Kigali, Rwanda | Xinhua | Visiting French President Emmanuel Macron on Thursday recognized France’s responsibilities in the 1994 Rwandan Genocide against the Tutsi during his speech at the Kigali Genocide Memorial, the final resting place for more than 250,000 genocide victims.
“As I stand with humility and respect at your side on this day, I come to recognize the magnitude of our responsibilities,” he said, after laying a wreath for the victims at the memorial.
He also called on others, alongside France, to open all their archives during the period of the genocide, following a commission’s work that found out France bears the burden of “heavy responsibilities” in the genocide that claimed more than 1 million lives, mainly ethnic Tutsis.
Vincent Duclert, head historian of the commission set up by Macron, presented its report to the latter in Paris in March, which was welcomed by the government of Rwanda, saying it “represents an important step toward a common understanding” of France’s role in the genocide.
“This journey of recognition, through our debts, our donations, offers us a hope to come out of this night and to walk together again.
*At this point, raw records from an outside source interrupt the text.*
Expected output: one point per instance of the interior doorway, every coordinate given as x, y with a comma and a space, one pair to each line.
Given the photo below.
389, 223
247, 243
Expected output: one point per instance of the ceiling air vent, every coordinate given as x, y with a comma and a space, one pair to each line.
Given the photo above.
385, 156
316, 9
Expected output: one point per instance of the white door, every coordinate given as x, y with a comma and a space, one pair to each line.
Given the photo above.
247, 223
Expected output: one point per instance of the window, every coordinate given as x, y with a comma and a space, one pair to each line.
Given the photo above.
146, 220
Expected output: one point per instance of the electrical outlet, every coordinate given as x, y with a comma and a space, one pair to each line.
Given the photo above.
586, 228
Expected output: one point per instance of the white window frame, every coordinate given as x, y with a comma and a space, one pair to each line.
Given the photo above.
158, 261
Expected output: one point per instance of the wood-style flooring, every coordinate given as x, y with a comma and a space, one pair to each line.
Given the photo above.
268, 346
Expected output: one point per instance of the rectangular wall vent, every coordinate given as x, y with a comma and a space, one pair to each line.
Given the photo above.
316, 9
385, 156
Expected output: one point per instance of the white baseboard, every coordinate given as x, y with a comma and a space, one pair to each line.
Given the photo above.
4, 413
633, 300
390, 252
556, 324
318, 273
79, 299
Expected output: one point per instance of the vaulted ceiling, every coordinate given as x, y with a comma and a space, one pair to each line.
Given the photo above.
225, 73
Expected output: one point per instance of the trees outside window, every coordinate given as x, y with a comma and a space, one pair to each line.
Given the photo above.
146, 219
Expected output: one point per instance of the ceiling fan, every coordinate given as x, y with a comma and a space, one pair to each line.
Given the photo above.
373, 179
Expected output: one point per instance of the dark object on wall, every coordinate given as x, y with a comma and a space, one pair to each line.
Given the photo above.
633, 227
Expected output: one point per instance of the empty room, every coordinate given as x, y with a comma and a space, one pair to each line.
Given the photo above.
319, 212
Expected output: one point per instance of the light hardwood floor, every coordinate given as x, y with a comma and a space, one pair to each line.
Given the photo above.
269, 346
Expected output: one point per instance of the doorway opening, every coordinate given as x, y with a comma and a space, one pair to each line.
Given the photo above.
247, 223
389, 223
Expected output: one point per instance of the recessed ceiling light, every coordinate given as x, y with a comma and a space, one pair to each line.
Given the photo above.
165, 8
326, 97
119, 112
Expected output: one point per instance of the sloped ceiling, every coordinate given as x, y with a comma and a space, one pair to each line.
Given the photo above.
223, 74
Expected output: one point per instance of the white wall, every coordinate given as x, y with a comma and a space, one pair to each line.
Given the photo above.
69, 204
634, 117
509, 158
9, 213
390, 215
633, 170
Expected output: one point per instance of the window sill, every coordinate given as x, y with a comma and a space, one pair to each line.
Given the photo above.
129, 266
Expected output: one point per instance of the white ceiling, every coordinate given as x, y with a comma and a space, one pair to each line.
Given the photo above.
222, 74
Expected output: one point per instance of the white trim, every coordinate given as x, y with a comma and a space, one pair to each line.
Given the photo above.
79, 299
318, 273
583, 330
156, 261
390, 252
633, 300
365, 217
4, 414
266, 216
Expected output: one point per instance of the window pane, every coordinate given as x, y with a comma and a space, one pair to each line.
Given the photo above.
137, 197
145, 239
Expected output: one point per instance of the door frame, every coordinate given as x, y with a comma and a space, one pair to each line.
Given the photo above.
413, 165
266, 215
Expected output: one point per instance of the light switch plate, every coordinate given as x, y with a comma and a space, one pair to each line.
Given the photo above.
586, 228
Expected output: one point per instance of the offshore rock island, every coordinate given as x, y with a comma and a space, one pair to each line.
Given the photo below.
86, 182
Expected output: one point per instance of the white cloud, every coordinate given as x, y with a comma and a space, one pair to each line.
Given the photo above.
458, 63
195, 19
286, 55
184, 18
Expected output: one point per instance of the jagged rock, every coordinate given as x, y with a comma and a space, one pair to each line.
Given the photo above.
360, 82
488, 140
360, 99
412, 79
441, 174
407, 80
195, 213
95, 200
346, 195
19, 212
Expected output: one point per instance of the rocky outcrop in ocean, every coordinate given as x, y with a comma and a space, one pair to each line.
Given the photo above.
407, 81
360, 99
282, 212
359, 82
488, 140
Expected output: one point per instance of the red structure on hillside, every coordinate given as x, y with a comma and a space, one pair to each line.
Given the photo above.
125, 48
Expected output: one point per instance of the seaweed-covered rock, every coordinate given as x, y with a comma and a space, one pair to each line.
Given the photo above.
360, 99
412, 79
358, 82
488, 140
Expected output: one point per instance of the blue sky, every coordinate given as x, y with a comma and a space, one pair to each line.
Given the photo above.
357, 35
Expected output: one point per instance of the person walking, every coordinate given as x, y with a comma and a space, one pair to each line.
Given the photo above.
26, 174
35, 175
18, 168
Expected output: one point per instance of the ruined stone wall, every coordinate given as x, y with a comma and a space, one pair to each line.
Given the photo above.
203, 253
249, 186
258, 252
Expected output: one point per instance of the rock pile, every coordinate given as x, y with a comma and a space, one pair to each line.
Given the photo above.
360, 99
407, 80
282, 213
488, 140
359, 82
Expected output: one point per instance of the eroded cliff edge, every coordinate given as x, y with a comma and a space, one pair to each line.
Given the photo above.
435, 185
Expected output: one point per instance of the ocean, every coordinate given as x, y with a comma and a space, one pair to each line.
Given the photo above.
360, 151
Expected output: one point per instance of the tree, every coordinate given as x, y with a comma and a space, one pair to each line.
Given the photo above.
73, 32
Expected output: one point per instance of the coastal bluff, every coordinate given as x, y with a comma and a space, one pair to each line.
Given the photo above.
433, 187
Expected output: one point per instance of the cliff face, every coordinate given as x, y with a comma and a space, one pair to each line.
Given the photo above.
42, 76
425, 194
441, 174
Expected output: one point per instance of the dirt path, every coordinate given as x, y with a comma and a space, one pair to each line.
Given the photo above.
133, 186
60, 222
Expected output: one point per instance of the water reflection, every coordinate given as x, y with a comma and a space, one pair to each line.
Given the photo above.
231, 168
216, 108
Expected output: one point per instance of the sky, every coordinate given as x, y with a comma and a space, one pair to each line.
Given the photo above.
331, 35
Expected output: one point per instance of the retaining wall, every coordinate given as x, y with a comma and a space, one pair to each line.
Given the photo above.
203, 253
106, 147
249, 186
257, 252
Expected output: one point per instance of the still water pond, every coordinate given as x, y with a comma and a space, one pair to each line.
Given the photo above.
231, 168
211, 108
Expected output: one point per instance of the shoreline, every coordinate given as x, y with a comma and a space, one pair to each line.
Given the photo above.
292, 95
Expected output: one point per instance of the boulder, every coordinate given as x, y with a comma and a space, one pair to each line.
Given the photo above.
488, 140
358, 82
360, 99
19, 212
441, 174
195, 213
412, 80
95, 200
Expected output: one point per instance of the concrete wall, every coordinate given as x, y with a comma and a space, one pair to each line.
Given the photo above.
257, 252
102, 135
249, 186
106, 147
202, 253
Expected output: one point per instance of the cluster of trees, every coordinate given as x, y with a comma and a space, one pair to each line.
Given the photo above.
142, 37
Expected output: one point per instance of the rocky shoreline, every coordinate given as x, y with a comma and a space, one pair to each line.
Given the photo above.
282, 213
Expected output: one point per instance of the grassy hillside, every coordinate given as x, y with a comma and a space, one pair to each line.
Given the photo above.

On this path, only those who have gone through the night can perhaps forgive, make us the gift of forgiving us,” he said, adding that youths from France and Rwanda can have a united alliance by not erasing anything from the past.
Macron arrived in Rwanda on Thursday morning for a two-day state visit, the first visit by a sitting French president in eleven years to the central African nation.
The last visit was by then French President Nicolas Sarkozy in February 2010. Macron’s visit was also the second visit of a French president since the genocide, which has caused damage to the relations between the two countries that used to be close.
Before departing for Rwanda, Macron said in a tweet, “I have a deep conviction we are going to write together a new page in our relationship with Rwanda and Africa.”
Upon his arrival at the Kigali International Airport, Macron was received by Rwandan Foreign Minister Vincent Biruta and other government officials.
The Elysee Palace said Friday that the French president will name an ambassador to Rwanda in a final step to normalize diplomatic relations between the two countries, a post that has been vacant since 2015.
A francophone cultural center is also expected to be inaugurated by Macron after a seven-year closure.